Traumatic Brain Injury
Traumatic brain injury (TBI), also known as intracranial injury, occurs when an external force traumatically injures the brain. TBI can be classified based on severity, mechanism (closed or penetrating head injury), or other features (e.g., occurring in a specific location or over a widespread area). Head injury usually refers to TBI, but is a broader category because it can involve damage to structures other than the brain, such as the scalp and skull.
TBI is a major cause of death and disability worldwide, especially in children and young adults. Causes include falls, vehicle accidents, and violence. Prevention measures include use of technology to protect those suffering from automobile accidents, such as seat belts and sports or motorcycle helmets, as well as efforts to reduce the number of automobile accidents, such as safety education programs and enforcement of traffic laws.
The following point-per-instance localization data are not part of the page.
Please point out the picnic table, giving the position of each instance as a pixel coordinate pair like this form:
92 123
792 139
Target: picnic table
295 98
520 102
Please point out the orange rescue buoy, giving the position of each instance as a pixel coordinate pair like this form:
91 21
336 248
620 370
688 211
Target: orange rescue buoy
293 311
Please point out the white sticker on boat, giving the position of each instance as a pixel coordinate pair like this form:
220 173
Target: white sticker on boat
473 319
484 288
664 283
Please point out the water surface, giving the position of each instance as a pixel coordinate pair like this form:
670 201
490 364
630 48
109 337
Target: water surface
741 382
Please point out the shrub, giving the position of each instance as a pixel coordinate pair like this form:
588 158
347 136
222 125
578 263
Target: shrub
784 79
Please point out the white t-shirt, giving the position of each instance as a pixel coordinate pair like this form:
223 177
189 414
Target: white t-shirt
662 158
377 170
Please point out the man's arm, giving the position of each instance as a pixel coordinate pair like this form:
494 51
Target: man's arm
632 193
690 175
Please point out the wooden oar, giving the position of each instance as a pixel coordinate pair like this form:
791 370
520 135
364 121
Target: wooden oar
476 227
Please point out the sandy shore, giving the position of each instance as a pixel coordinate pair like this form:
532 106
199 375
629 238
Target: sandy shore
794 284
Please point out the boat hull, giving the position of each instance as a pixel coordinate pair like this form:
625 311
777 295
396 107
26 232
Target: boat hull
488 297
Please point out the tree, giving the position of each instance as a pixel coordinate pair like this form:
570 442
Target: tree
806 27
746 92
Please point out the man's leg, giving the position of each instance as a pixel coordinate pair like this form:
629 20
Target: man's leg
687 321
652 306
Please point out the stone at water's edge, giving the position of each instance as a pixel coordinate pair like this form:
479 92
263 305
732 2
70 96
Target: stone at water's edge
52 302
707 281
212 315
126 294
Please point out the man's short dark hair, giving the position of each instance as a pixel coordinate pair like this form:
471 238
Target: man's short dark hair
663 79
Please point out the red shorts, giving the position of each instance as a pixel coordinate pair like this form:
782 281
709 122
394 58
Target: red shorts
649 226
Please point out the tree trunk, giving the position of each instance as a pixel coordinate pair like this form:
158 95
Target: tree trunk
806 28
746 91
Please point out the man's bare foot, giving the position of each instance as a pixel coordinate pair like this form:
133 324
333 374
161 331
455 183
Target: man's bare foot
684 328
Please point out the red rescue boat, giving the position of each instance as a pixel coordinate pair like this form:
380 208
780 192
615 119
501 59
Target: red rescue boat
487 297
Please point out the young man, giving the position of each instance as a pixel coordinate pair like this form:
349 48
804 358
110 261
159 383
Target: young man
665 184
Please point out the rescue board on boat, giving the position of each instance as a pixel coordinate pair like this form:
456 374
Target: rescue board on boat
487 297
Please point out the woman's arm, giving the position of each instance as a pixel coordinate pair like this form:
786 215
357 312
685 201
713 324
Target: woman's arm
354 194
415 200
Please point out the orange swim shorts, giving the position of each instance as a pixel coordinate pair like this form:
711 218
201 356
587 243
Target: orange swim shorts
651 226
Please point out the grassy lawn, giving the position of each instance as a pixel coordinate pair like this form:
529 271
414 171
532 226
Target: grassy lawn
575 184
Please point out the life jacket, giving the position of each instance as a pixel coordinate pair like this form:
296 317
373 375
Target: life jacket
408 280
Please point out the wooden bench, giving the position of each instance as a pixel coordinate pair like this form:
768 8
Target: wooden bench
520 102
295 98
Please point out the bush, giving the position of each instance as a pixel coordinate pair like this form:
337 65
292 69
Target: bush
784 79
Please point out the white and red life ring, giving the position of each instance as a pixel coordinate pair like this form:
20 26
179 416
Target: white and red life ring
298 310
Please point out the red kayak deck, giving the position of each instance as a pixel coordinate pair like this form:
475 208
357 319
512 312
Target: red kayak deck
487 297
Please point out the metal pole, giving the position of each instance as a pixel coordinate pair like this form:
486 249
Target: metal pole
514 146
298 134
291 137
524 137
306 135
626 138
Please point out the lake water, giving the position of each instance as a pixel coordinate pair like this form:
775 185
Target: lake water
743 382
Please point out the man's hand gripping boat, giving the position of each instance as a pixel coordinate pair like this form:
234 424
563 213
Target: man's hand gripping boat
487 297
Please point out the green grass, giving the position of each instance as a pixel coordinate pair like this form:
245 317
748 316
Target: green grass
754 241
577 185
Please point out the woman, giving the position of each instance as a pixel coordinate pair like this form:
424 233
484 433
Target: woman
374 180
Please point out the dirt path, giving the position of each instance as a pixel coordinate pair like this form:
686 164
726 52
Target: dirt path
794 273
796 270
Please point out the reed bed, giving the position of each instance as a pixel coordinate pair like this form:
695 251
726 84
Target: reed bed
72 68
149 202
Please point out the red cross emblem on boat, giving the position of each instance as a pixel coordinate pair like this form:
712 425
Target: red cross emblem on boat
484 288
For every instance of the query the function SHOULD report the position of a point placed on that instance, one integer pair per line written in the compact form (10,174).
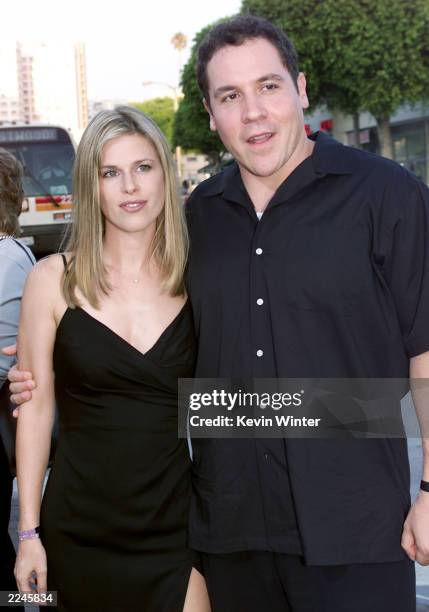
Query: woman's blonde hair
(169,246)
(11,193)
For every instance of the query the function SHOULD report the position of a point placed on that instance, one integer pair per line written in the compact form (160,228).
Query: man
(308,259)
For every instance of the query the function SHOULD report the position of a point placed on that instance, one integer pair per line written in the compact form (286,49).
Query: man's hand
(415,535)
(21,382)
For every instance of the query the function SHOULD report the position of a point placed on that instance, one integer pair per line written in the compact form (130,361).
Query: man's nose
(253,108)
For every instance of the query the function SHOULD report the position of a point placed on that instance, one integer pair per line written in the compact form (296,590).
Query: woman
(113,333)
(15,263)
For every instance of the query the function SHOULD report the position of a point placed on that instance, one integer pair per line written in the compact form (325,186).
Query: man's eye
(230,97)
(270,86)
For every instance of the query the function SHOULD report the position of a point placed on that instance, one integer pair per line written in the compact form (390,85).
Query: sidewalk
(422,573)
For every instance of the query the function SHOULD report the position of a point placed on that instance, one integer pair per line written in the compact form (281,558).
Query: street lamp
(177,94)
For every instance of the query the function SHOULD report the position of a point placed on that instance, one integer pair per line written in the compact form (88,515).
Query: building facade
(52,84)
(409,130)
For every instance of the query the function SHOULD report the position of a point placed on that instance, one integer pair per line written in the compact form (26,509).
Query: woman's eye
(109,173)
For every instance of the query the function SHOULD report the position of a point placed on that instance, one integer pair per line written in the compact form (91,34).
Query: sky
(127,41)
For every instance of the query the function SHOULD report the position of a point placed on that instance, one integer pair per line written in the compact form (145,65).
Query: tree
(161,110)
(360,54)
(191,123)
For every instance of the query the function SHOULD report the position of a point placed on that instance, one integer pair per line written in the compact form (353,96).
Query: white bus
(47,155)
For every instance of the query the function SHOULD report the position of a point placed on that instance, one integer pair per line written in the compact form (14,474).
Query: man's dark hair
(237,31)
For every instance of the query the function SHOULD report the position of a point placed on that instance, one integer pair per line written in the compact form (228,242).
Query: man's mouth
(260,138)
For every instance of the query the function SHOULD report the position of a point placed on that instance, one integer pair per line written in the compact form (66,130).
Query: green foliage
(191,125)
(357,54)
(161,110)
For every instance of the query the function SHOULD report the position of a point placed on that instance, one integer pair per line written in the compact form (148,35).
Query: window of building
(410,148)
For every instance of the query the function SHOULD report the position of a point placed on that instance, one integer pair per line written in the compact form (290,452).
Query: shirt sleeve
(12,280)
(406,264)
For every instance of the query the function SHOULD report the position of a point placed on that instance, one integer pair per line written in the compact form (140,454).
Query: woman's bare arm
(36,337)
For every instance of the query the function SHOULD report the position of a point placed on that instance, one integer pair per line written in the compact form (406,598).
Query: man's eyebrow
(138,161)
(272,76)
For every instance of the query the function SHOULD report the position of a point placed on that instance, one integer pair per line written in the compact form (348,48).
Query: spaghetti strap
(64,261)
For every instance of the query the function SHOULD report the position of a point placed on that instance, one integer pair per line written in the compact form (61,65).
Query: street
(422,573)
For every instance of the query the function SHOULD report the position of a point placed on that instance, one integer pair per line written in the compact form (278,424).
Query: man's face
(256,108)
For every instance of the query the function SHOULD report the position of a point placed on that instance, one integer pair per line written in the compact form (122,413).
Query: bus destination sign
(27,134)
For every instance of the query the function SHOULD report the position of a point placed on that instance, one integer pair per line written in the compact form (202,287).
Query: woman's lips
(133,206)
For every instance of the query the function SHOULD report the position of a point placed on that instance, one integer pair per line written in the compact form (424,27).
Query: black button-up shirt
(333,281)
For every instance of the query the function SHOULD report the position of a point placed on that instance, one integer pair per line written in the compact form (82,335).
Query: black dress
(115,509)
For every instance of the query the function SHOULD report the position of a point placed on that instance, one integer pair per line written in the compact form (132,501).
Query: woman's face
(132,189)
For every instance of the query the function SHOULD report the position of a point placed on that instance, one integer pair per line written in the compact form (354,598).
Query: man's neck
(262,188)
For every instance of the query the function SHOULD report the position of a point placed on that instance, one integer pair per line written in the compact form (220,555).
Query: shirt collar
(328,157)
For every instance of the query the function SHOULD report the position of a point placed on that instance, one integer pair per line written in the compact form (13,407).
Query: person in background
(16,261)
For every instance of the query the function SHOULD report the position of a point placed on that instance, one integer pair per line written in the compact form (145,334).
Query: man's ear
(212,121)
(302,90)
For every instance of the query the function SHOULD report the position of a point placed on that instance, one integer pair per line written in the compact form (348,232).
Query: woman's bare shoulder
(48,272)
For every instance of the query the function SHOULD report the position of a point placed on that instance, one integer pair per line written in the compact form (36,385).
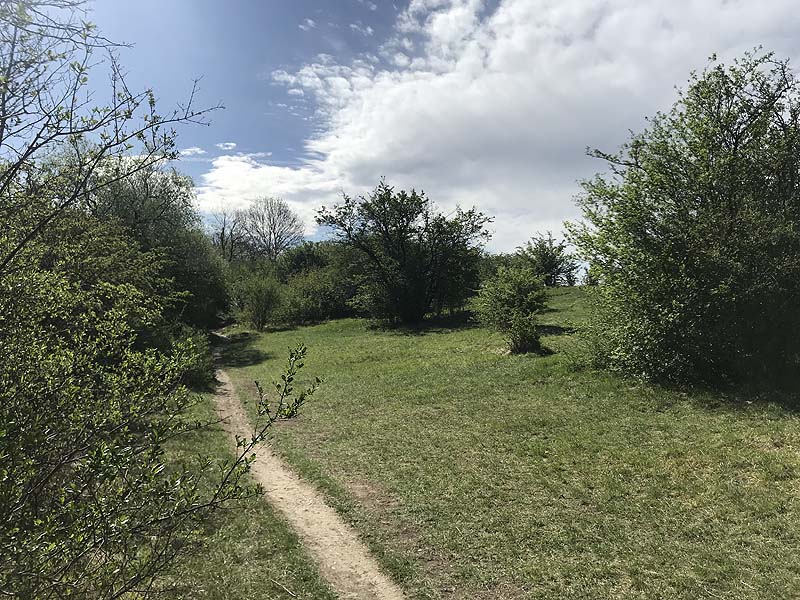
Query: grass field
(248,551)
(475,474)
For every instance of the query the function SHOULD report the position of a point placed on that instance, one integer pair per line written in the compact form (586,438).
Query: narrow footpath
(341,557)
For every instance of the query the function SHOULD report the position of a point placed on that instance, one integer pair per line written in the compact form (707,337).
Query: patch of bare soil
(340,555)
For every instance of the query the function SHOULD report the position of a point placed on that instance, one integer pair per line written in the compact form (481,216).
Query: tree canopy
(695,234)
(417,260)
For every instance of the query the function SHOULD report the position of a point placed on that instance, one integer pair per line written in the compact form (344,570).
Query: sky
(486,103)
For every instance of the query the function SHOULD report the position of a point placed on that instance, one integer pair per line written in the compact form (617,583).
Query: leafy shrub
(199,364)
(415,260)
(695,237)
(510,302)
(550,260)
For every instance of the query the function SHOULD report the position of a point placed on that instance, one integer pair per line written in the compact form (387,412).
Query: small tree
(416,259)
(695,237)
(271,227)
(550,260)
(510,302)
(228,234)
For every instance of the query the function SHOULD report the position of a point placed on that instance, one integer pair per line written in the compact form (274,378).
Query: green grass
(247,551)
(475,474)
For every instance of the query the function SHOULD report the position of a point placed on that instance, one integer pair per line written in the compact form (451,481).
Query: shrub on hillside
(257,299)
(414,259)
(549,259)
(510,302)
(313,296)
(695,237)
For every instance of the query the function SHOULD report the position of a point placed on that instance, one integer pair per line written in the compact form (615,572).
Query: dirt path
(340,555)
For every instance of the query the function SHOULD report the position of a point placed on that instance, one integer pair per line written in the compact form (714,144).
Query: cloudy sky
(477,102)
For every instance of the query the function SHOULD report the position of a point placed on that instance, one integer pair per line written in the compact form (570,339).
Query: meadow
(472,473)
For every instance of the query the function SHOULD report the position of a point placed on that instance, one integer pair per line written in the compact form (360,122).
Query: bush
(257,300)
(550,260)
(415,260)
(509,302)
(695,237)
(199,366)
(314,296)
Brain trauma can be caused by a direct impact or by acceleration alone. In addition to the damage caused at the moment of injury, brain trauma causes secondary injury, a variety of events that take place in the minutes and days following the injury. These processes, which include alterations in cerebral blood flow and the pressure within the skull, contribute substantially to the damage from the initial injury.
TBI can cause a host of physical, cognitive, social, emotional, and behavioral effects, and outcome can range from complete recovery to permanent disability or death.
Stem cell therapy will be administered as an adjunct to standard of care for TBI patients. Subjects will have three sessions of 1x intravenous (IV) infusion and 1x intrathecal (IT) injection, spaced 5-12 days apart. Safety assessment will include administration of adverse events questionnaires, physical exam, and blood test conducted at specified intervals. Secondary outcome measure is efficacy. In order to assess efficacy of therapy, neuropsychological assessment, disability rating scale, Glasgow coma scale, SF-8 Health Survey and MRI will be conducted at specific intervals.